In their paper "The genome-wide structure of the Jewish people", Behar et al analyzed the genomes of some Jewish groups. More important than the Jewish samples (which include two South Asian Jewish groups) for us are the different South Asian, Middle Eastern, and European groups they sampled:

Ethnic group Count
Saudis 20
Jordanians 20
Georgians 20
Turks 19
Iranians 19
Hungarians 19
Ethiopians 19
Armenians 19
Lezgins 18
Chuvashs 17
Syrians 16
Romanians 16
Uzbeks 15
Spaniards 12
Egyptians 12
Cypriots 12
Moroccans 10
Lithuanians 10
North Kannadi 9
Belorussian 9
Yemenese 8
Lebanese 7
Sakilli 4
Paniya 4
Cochin Jews 4
Bene Israel 4
Samaritians 2
Russian 2
Malayan 2

Of the 466 samples, I excluded 8 because they were either duplicates or too similar in their genomes to others.

The series matrix files that I downloaded were in a somewhat different format. To convert them to Plink format, I had to look up the platform file for the Illumina genotyping BeadChip they used. Also, Illumina used an A/B alleles and Top/Bot strands system instead of the regular ACGT alleles and forward/reverse strands. This Illumina Technote explained it and I found a Perl script to convert between the two.

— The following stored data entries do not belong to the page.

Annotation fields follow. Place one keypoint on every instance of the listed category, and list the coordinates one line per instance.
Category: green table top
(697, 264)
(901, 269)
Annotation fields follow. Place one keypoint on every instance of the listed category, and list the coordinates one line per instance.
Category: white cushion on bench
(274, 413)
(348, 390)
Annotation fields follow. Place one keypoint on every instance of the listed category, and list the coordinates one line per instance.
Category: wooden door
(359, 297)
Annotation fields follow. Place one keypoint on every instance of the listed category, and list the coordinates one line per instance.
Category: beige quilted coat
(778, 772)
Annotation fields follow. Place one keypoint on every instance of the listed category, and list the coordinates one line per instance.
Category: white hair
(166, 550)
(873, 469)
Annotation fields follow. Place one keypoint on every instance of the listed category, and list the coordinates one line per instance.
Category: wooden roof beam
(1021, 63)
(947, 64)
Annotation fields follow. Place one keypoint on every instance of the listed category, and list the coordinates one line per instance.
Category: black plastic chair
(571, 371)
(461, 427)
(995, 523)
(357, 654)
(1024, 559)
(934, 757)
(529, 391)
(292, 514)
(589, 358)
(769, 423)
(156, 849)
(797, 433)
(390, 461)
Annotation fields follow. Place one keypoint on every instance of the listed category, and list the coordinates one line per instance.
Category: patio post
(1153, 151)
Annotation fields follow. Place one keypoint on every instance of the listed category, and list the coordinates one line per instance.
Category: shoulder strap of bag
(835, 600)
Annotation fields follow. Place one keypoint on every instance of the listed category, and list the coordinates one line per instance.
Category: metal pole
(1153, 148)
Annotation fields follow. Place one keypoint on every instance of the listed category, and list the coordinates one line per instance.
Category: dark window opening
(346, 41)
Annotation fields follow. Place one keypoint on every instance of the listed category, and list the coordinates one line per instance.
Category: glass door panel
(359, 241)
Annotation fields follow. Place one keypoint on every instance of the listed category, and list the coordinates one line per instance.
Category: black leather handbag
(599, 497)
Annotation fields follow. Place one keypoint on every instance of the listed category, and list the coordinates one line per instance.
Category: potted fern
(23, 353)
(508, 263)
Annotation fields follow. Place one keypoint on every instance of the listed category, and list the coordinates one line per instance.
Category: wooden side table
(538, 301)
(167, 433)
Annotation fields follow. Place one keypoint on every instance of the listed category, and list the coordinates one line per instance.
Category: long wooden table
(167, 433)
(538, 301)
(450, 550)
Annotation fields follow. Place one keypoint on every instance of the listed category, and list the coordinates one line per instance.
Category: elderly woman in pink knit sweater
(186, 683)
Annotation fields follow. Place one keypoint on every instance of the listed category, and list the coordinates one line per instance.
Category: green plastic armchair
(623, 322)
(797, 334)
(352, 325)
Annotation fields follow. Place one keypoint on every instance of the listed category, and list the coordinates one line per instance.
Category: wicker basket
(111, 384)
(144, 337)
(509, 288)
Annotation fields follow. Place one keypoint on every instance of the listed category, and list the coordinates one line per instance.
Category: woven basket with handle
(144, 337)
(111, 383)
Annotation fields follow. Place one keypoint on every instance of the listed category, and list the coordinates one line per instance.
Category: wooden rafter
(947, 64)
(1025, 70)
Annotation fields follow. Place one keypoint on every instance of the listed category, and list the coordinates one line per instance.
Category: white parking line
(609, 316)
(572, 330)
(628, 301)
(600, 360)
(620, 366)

  1. I really appreciate this transparency about the datasets you're using; it lets us lowly commenters play along at home. Quick question: When you're pruning for linkage disequilibrium, what R^2 threshold are you using? It would be neat to see your summary statistics or your plink arguments.

    This probably says more about how neurotic I am than anything else, but Behar, et al.'s labeling their South Indian sample "North_Kannadi" always annoyed me. It's one of those fake eastern adjectivalizations, like jihadi. It would've been better to use Kannadiga, or even Canarese.

    • Right now I am using an R^2 of 0.3 for LD pruning. But I plan to try some other values as well to see the effect on admixture analysis.

      I am trying to be transparent and likely boring the heck out of most people. But any questions about my code, methods or data are welcome.

  2. It would’ve been better to use Kannadiga, or even Canarese.

    thanks! i had no idea what your kind were called 🙂

  3. Admixture: Reference Population | Harappa Ancestry Project - pingback on January 30, 2011 at 1:56 am
  4. Iranians | Harappa Ancestry Project - pingback on March 24, 2011 at 12:13 pm
  5. Africa in 12 ADMIXTURE chunks | Biology News by Biologged - pingback on April 7, 2011 at 1:31 am
  6. Behar Paniya | Harappa Ancestry Project - pingback on April 16, 2011 at 8:14 pm
  7. Behar Bene Israel | Harappa Ancestry Project - pingback on April 20, 2011 at 7:28 pm
  8. Hi Zack
    I'm having hard time converting Behar's dataset to plink formats. Can u please help by detailing how u did it. Thanks!

    • I described the process earlier.

      If you want my hacked together script, send me an email and I'll send it to you.

      • First and foremost, you have the least cryptic genome website (especially works well with newbies like myself). I really appreciate the effort.

        Do you mind sending the same script?